SEC’s Proposed Amendments to Rule 147 and 504 to Facilitate New Intrastate Crowdfunding and the Sale of Regional Securities Offerings

SEC Staff Proposes Amendments to Rules 147 and Reg. D.,504

SEC Staff Proposes Amendments to Securities Rules 147 and Reg. D. 504

 By Robert Hoskins

 SEC’s Proposed Actions for Title III Crowdfunding

The Securities and Exchange Commission is considering whether to propose amendments to Securities Act Rule 147 and Rule 504 of Regulation D.  The proposed amendments would be part of the Commission’s efforts to assist smaller companies with capital formation consistent with its investor protection mission.

Proposed Title III Crowdfunding Amendments

Proposed Amendments to Rule 147

The proposed amendments would modernize Rule 147 to permit companies to raise money from investors within their state without concurrently registering the offers and sales at the federal level.  The proposed amendments to Rule 147 would, among other things:

  • Eliminate the restriction on offers, while continuing to require that sales be made only to residents of the issuer’s state or territory.
  • Refine what it means to be an intrastate offering and ease some of the issuer eligibility requirements in the current rule.
  • Limit the availability of the exemption to offerings that are registered in-state or conducted under an exemption from state law registration that limits the amount of securities an issuer may sell to no more than $5 million in a 12-month period and imposes an investment limitation on investors.

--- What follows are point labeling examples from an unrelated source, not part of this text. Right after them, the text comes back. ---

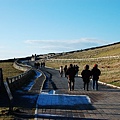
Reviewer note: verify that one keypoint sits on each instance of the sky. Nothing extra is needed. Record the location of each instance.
(53, 26)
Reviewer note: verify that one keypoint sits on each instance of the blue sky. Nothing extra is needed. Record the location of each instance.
(44, 26)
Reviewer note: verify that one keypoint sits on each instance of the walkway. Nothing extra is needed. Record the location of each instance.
(105, 103)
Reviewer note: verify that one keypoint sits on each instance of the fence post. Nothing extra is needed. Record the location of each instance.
(2, 87)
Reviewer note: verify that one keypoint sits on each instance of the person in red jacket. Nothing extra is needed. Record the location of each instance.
(86, 73)
(95, 76)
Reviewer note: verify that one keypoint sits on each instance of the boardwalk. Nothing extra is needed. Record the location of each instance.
(105, 103)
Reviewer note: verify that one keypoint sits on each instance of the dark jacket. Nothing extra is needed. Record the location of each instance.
(70, 73)
(86, 75)
(95, 73)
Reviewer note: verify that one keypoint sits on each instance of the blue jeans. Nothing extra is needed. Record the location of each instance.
(95, 84)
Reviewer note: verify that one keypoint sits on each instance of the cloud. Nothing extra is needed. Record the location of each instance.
(63, 45)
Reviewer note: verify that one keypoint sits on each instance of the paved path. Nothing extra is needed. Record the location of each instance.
(105, 103)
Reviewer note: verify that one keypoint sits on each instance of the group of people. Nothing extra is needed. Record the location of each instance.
(93, 74)
(86, 74)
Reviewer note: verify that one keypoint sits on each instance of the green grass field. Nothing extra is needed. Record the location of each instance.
(110, 67)
(8, 70)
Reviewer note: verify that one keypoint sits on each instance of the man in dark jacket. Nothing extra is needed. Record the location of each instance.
(71, 75)
(95, 76)
(86, 73)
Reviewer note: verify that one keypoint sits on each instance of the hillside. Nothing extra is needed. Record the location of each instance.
(107, 57)
(109, 50)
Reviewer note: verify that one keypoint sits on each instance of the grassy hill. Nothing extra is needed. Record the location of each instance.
(107, 57)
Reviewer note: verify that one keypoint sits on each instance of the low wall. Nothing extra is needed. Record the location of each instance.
(20, 80)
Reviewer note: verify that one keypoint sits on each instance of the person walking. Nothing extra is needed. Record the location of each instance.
(65, 70)
(95, 76)
(86, 73)
(71, 77)
(61, 71)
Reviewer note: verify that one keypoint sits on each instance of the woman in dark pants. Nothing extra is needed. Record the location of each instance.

Proposed Amendments to Rule 504

The proposed amendments to Rule 504 of Regulation D would increase the aggregate amount of securities that may be offered and sold under Rule 504 in any 12-month period from $1 million to $5 million and disqualify certain bad actors from participation in Rule 504 offerings.  The proposed rules would facilitate capital formation and increase investor protection in such offerings.